Segunda Feira, 12 de Novembro de 2018
Em Temer há o que temer?


29/04/2016
Esta semana foi composta a Comissão Especial do Senado que conduzirá o processo de impeachment da Presidenta da República Dilma Rousseff. O Brasil vive um momento de grande instabilidade econômica com reflexos de ordem social. São mais de 10 milhões de desempregados. Empresas tradicionais, que outrora geravam centenas de vagas de trabalho, fechando as portas ou reduzindo os turnos e pessoal, antecipando férias e outros subterfúgios que visam evitar a demissão em massa. As pedaladas fiscais tiveram por um tempo o efeito de ludibriar os brasileiros, passando para o povo a ideia mentirosa de que tudo estava indo bem.
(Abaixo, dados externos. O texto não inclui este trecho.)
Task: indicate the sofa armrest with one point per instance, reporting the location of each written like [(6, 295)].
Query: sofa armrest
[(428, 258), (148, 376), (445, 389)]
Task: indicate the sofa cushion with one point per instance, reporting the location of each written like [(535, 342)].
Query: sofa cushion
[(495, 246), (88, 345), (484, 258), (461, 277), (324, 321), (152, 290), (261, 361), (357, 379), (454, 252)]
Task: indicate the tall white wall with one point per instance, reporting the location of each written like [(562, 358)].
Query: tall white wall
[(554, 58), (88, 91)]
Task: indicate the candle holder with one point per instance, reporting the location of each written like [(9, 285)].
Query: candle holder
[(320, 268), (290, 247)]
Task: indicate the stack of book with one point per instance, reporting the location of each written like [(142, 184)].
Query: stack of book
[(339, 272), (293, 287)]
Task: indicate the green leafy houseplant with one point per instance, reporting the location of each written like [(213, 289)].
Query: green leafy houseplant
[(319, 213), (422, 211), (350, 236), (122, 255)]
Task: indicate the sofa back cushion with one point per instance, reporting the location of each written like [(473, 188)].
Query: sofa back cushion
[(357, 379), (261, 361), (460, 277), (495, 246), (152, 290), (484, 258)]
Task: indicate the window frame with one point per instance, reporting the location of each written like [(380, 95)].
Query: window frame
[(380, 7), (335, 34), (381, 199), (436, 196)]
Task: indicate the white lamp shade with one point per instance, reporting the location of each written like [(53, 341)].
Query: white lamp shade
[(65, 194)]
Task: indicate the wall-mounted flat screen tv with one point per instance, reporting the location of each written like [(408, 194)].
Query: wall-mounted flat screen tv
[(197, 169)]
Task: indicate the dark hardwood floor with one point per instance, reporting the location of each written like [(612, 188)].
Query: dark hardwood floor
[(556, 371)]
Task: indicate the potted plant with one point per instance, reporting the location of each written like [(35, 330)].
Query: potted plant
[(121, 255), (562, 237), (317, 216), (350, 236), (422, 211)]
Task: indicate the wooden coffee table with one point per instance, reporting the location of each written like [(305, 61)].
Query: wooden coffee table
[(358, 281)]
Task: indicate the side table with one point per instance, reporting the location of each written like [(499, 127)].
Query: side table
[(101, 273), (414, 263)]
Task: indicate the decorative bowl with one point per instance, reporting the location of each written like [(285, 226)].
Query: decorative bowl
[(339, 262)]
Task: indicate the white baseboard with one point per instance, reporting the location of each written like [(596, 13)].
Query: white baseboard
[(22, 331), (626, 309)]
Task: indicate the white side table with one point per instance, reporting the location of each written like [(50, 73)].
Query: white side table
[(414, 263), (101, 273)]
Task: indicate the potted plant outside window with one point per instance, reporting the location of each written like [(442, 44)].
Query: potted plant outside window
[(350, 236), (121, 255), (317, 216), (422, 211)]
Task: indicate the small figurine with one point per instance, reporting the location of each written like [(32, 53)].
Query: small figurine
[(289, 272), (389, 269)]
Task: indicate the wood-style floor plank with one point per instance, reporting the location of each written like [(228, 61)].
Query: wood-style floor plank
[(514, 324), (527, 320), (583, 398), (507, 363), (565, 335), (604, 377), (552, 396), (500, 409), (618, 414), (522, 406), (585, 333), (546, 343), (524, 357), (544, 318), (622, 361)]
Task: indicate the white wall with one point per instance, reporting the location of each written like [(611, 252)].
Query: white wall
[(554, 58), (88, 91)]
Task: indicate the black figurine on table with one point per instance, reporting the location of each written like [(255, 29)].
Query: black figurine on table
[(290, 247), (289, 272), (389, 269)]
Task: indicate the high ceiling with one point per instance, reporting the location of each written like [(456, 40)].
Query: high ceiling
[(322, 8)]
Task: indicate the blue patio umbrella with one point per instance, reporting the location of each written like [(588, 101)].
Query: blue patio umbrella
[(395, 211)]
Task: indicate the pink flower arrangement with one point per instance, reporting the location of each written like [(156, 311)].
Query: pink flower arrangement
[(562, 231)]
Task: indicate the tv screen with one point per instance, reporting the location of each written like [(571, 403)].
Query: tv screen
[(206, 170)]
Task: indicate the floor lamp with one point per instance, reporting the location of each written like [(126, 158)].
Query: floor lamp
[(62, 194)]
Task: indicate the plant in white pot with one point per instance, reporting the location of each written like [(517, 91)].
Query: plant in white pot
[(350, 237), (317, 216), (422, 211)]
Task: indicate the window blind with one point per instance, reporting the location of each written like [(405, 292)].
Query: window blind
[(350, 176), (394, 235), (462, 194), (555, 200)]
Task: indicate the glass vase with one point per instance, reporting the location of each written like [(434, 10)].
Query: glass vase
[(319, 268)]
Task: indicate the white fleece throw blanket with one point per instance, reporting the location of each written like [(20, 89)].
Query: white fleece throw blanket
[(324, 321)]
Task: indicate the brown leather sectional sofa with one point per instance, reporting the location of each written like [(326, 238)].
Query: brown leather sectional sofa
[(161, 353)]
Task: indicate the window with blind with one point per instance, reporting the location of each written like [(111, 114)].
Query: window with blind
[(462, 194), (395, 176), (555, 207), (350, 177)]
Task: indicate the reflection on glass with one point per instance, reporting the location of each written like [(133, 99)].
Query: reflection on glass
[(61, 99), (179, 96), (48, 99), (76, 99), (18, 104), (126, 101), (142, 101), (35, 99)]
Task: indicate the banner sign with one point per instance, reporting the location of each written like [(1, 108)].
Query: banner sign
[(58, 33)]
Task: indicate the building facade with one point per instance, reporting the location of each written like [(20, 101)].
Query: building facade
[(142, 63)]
O pensamento era segurar a “bomba” até passar as eleições presidenciais e garantir a reeleição da chefa do Executivo Nacional, dando sequencia ao Projeto de poder deste grupo que por enquanto comanda a nação.
À custa de que a esquerda que governa há mais de uma década, promove a distribuição de renda? Envolto em um lamaçal de corrupção, desordem e caos social, o Partido dito dos Trabalhadores volta a ser, como sugere sua sigla, uma estrela solitária com a debandada dos aliados para o bloco de oposição. Mesmo os partidos ditos de esquerda se alinharam com outros da chamada direita no intuito de derrubar a Presidenta e encerrar este ciclo. Com a iminente queda de Dilma, quem assume é seu vice Michel Temer, do antes aliado PMDB, partido que joga mais uma vez de acordo  com as conveniências do momento.  A Comissão Especial do Senado, composta majoritariamente por algozes de Dilma, ouviu ontem os advogados Janaína Paschoal e Miguel Reale Júnior, autores da denúncia que deu origem ao processo contra a presidenta Dilma Rousseff. Hoje será ouvido o advogado-geral da União, José Eduardo Cardozo, responsável pela defesa da presidenta. Além de Cardozo, mais dois ministros serão convidados: Nelson Barbosa (Fazenda) e Kátia Abreu (Agricultura), além de um representante do Banco do Brasil. O processo no Senado Federal segue seu ritmo natural.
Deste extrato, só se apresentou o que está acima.